Last but not least, Keynseianism did not successfully manage the crisis: it returned in full force in the late sixties and blossomed in the seventies.  The return of the crisis was what made the shift away from Keynesianism to neo-liberalism and globalism necessary for the bourgeoisie.  Doing so was the only way in which the bourgeoisie could continue to profit in decomposing capitalism.  This fact lays bare the real nature of globalization.  It is not some sort of "rupture" with the past, but in fact a deliberate a considered revision of state capitalist policy.

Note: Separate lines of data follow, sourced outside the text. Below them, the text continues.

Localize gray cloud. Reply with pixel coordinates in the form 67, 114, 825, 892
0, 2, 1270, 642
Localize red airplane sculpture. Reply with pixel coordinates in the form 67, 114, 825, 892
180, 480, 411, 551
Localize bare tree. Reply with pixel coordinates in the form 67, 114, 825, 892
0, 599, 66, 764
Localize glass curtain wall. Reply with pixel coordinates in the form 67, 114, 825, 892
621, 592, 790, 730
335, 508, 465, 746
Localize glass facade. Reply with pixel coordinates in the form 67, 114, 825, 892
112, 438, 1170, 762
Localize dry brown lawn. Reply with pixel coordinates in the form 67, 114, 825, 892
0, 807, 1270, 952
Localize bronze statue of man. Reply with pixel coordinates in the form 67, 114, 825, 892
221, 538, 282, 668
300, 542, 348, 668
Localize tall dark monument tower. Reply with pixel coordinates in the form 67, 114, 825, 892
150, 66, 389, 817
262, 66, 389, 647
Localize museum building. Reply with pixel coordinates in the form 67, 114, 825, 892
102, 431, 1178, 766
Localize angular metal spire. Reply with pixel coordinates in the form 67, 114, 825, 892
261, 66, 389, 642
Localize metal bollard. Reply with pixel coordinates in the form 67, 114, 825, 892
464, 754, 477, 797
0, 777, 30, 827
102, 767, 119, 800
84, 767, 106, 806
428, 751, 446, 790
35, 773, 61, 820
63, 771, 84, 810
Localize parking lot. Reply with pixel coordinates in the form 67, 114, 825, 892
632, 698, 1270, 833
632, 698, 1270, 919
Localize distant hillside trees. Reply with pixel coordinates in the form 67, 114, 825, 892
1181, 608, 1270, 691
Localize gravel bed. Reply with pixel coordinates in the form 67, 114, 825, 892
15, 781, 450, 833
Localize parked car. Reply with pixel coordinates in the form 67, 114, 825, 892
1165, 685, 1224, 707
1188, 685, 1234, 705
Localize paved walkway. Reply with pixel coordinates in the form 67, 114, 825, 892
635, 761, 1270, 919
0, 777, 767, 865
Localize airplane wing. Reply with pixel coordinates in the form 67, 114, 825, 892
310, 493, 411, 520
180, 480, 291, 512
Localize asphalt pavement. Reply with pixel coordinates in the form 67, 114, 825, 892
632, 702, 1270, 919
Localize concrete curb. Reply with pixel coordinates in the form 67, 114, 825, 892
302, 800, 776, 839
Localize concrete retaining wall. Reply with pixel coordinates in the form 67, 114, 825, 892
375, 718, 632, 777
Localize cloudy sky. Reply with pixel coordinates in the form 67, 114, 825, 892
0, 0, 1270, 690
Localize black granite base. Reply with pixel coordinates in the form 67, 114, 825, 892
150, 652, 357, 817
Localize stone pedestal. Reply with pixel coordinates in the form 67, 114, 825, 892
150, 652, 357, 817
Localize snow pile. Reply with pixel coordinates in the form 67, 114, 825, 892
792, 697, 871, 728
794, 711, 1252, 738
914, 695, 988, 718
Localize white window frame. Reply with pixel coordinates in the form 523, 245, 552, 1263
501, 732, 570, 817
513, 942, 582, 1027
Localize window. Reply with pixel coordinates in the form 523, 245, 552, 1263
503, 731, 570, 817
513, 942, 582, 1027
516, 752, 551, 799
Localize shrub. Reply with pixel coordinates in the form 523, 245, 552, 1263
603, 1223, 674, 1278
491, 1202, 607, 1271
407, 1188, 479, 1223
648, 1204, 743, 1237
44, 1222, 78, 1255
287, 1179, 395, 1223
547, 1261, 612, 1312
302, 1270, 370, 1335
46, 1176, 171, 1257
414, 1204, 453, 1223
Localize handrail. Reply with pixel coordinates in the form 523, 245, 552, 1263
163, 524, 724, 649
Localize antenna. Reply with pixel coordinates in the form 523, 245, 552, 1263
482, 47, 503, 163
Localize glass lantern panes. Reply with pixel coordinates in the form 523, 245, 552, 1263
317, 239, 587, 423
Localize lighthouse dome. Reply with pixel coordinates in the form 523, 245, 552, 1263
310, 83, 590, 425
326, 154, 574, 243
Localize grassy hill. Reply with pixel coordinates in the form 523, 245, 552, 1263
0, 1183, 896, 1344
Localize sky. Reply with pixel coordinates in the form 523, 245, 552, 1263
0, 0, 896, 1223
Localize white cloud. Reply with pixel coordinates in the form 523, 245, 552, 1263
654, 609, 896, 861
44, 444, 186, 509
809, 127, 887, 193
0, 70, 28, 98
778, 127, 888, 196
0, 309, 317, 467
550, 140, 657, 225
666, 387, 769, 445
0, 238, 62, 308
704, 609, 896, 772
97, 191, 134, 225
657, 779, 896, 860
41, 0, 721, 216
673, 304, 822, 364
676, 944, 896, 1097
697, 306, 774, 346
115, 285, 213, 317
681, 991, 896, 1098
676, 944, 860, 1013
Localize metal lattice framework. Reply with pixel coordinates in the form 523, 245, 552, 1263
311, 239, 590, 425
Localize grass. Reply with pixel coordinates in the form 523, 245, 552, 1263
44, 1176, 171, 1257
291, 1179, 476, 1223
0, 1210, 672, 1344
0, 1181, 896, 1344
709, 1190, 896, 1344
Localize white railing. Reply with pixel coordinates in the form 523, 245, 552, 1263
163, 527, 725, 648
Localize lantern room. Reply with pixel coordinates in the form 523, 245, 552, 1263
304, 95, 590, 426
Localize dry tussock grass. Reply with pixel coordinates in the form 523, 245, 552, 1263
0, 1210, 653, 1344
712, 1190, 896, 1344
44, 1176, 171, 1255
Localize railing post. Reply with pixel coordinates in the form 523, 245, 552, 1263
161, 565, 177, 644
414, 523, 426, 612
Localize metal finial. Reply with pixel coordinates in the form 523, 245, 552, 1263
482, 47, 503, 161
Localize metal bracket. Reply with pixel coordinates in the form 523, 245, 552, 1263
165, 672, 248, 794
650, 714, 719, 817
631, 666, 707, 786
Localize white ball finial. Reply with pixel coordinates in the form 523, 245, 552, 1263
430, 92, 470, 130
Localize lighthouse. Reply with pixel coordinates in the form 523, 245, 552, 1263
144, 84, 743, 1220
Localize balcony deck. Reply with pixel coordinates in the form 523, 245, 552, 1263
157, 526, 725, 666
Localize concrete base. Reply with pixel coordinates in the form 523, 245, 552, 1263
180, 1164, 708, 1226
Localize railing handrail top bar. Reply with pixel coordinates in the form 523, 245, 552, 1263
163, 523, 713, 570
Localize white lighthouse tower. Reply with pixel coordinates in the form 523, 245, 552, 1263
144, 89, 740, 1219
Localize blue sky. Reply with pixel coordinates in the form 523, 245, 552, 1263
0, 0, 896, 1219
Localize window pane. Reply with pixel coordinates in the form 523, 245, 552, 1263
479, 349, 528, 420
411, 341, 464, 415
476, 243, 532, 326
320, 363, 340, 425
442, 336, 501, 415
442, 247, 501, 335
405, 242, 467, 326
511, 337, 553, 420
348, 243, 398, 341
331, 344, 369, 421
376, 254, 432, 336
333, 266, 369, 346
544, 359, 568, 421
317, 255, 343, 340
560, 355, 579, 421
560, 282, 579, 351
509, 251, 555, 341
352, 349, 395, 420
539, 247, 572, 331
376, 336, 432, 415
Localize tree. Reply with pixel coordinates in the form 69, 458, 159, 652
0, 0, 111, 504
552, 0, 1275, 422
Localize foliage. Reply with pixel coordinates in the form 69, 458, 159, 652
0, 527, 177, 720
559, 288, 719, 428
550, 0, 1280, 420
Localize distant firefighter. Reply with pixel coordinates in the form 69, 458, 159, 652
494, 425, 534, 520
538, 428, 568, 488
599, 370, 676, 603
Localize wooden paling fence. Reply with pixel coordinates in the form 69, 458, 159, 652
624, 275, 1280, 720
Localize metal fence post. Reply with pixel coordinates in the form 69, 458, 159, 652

An internationalist perspective

Clearly, globalist policies represent an attack on the working class.  In the metropolis, globalism means plant closures, layoffs, wage reductions, and other attacks on living conditions meant to reduce the portion of revenue that goes toward wages and thus maintain profitability.  In the developing countries, globalism means vicious exploitation, the workers in these countries lacking the safety nets that the workers in the metropoles won for themselves during capitalism's ascendance, and which capitalism is trying to destroy.  Thus, even though globalism does not represent anything fundamentally new, in the sense that it is merely another in a long line of state capitalist strategies for managing the economic crisis, it is necessary for revolutionary minorities to formulate a theoretical response, just as the working class finds it necessary to mobilize in defense of its living conditions.  In doing so it is important to guard jealously the traditional internationalist principles of the Communist Left: no compromise with participators in bourgeois government or cheerleaders for imperialist war.  It is on this basis that the ICC denounces as bourgeois mystifications the World Social Forum and its offspring, the major "anti-globalist" forces in existence today, even as it intervenes in order to rescue some of the individuals who are there searching for a revolutionary perspective against capitalism.

It is also on this basis that revolutionaries must intervene in the open class struggle, in order to combat the nationalist, anti-immigrant, and racist attitudes with which capital tries to derail workers' struggles.  However, it is important to recognize that just as globalism represents a material attack on workers' living conditions and just as its fraternal twin, anti-globalism attempts to derail their response onto nationalist grounds, the open identification of capital as an international relation represents an opportunity for the working class.  Just as capital is international, so is the working class, and the open identification of one leads to the realization of the other.  The proletariat's response to globalization must be and can only be the defense of its living conditions, the linking up with other workers, that is, the international class struggle.